Georges Lepape (1887-1971).
From the group of young artists fresh from the Ecole des Beaux-Arts who rose to prominence immediately before the Great War, Lepape was the greatest. From the first, his work was a model of refinement, simplicity and visual wit.
In the Paris of Picasso and Braque, deep in their cubist adventure, of the first expressionist abstractions of Kandisky, of Matisse, of Leger and Modigliani, of young Strawinsky, of Diaghilev’s Ballets Russes, all movement and splendor, music and lavish colors, artistic avantgarde sank deep into consciousness and extended enormously the pictorial opportunities available to other artists of all kinds. In 1911, Paul Poiret, the radically experimental couturier to the more adventurous among „le Haut Monde“, issued in a limited edition a slim volume of his work called „Les Choses de Poiret“ illustrated by the young Georges Lepape who became famous overnight.
Between 1912 and 1925, Lepape did his most inspired work for La Gazette du Bon Ton, an exquisitely refined and luxurious work which was to have, despite its short career a very strong influence.

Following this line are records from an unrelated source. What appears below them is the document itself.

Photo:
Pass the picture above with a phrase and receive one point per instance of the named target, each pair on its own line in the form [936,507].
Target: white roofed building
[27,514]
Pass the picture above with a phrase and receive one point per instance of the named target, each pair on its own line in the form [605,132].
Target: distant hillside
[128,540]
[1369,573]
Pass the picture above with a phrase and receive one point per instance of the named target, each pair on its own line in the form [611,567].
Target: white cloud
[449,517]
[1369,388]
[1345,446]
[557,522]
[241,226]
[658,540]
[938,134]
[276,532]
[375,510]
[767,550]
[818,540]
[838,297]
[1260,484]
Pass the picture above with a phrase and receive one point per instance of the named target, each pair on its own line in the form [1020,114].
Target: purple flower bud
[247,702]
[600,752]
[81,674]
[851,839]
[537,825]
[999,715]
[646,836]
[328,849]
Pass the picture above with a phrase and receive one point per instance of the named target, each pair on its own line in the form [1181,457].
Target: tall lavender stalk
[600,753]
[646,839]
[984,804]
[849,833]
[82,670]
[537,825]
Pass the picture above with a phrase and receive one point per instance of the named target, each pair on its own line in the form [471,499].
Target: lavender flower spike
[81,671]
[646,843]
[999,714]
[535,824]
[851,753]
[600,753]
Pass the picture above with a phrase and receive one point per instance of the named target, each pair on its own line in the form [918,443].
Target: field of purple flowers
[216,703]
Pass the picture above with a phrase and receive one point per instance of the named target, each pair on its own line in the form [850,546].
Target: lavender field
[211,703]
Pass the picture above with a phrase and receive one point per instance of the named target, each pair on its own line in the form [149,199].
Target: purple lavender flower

He also contributed to Modes et Manières d’Aujourd’hui (1911), Les Feuillets d’Arts
(1919), Femina, French Vogue, etc.. In the early twenties, his drawings began to appear in America, in Harper’s Bazaar, Vanity Fair and especially in Vogue. It can be said that the twenties in Vogue belonged to Lepape who between 1920 and 1930 contributed well over 70 covers, more than twice as many as anyone of his collegues. Seen as a whole, this body of work stands as a splendid and remarkable achievement, a sustained demonstration of graphic resource, invention and technique of a very high order. Lepape produced time after time memorable and striking images which immediately bring back to life the spirit of the artistically richest years of this century.